My Singing Monsters has lured millions of users with its entrancingly catchy melodies, adorable creatures, and, most importantly, addictive world-building. (Must…hatch…singing wowng. Must…buy…rhythmic rock. Must…upgrade…castle. Wait, how has an hour gone by?) But after a year of mesmerizing kids--and more than a few adults who thought they had better things to do--on charm alone, the online game's islands full of doo-wopping, drumming, and la-la-la-ing monsters will get their first celebrity guest: Kristian Bush, the male half of country-music stars Sugarland. Look for Bush's monster in the game starting July 29.
This particular collaboration demonstrates the power of social media to make unexpected, fun, and professionally fruitful connections happen quickly. On Father's Day, Bush was spending time with his two children and found himself humming along to the game his 11-year-old, Tucker, was glued to on his iPad. Finally, he looked over Tucker’s shoulder to see his son building the song by adding crazy-cute little monsters to the chorus coming from a virtual tropical island. A white, fuzzy behemoth named Hank sings bass; a jellyfish named Tahoe harmonizes; a pink blob that's all mouth and tongue hits the high notes.

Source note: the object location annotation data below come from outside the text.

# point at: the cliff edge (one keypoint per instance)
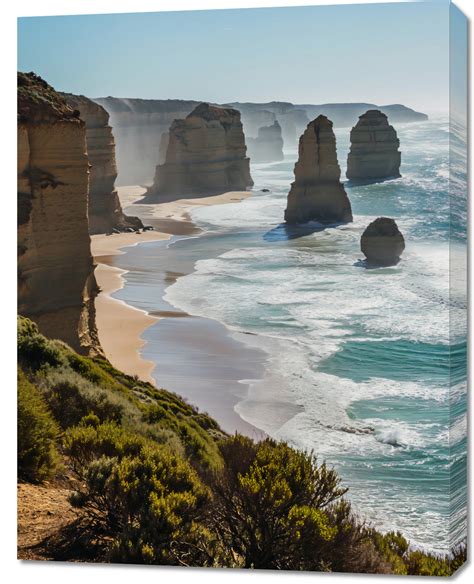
(56, 283)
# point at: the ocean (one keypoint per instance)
(365, 367)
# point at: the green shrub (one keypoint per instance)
(35, 350)
(71, 397)
(37, 434)
(269, 505)
(139, 497)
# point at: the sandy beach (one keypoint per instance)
(120, 326)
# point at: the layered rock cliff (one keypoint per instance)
(105, 210)
(267, 146)
(138, 125)
(56, 283)
(382, 243)
(317, 193)
(206, 154)
(374, 153)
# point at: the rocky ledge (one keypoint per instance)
(206, 153)
(317, 193)
(382, 243)
(56, 283)
(374, 153)
(105, 210)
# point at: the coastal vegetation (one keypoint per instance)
(155, 481)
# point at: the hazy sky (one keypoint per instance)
(379, 53)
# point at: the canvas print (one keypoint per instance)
(242, 301)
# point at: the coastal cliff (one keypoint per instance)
(206, 153)
(105, 210)
(267, 146)
(374, 153)
(138, 125)
(56, 283)
(317, 193)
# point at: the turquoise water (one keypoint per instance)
(372, 362)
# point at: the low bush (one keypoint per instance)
(37, 434)
(137, 496)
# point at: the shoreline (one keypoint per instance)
(115, 316)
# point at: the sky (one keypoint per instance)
(377, 53)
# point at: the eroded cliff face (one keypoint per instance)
(56, 283)
(138, 125)
(374, 153)
(317, 193)
(105, 210)
(206, 154)
(267, 146)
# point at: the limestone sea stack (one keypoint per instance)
(206, 154)
(374, 153)
(267, 146)
(105, 210)
(382, 242)
(56, 283)
(317, 193)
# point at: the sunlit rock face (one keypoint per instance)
(138, 125)
(317, 193)
(56, 283)
(105, 210)
(267, 146)
(382, 243)
(374, 153)
(206, 153)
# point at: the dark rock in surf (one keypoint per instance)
(374, 153)
(382, 243)
(317, 193)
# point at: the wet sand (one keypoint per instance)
(197, 357)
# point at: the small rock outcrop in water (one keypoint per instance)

"I just liked the song," Bush says. "You know how there was a point in Donkey Kong where the song didn't quite annoy you yet? I was attracted to that, and to the funny, silly monsters that hit me in my Muppet sweet spot."
Soon he was as hooked as his kid, and took the natural next step: He tweeted about it.
Eventually the game's creator at Canada-based Big Blue Bubble, Dave Kerr, responded and invited Bush to become a monster himself. Within a week, Kerr was emailing Bush mock-ups of himself as a green, fedora-wearing monster playing the mandolin.
Bush, who plays several instruments (including mandolin), writes songs, and sings, could act relatively fast on the invitation. He and Sugarland partner Jennifer Nettles are on a break from their multi-million-album-selling career for Nettles' maternity leave. Though Bush has been recording solo work, playing some solo shows, and writing for other artists, he had a hole in his schedule that allowed him to get into his home studio to record his part, about 16 bars of mandolin and vocal music to fit in with the monsters already occupying the island chorus. (For experienced My Singing Monsters players: He'll be on the first island.)
"It's like being a guest star on The Love Boat," Bush says. "You have to figure out how to fit yourself into something that already exists. It was really interesting, because the song itself is a combination of genres. I'm like the mandolin bridge between indie band and dance rock." Less than a month after he first tweeted about the game, he'd recorded his part and become a monster.
The game launched last August, created by Kerr as an attempt to combine world-building games like Spore and Minecraft with 3-D sound. He chose monsters as his musicians for one simple reason: "With animals you'd be restricted,” Kerr says. "Monsters can play an instrument or make a sound or do whatever you want them to."
Bush's semi-free-agent status at the moment helped speed the process along, cutting out the necessity for corporate approvals and other red tape. (He's signed to Universal as part of Sugarland but is an independent solo artist who founded his own music publishing company.) He also won't make any money off the arrangement with My Singing Monsters (it's just for fun and mutual branding), a decision that alleviated the need for negotiation. "Making up songs and melodies is what I do every day anyway," Bush says. "There's no reason why we can't guest in each other's worlds like this."
Bush is open to more video-game collaborations, with Big Blue Bubble or others: "I love writing music for film and TV, but putting it into a video game is twice as fun because it needs to be repeatable and joyous." Kerr, too, would love to hear more celebrity voices on his monster islands; in fact, the company has created a whole new "class" of monster (likely to be called Legendary Monsters) to debut Bush. Kerr is wary of being overrun by big-name musicians and, more importantly, record company politics, but he's open to all possibilities. "We’re very agile," he says. "If a big company approached us, we'd listen." For now, though, they're happy listening to their monsters--and Bush’s mandolin.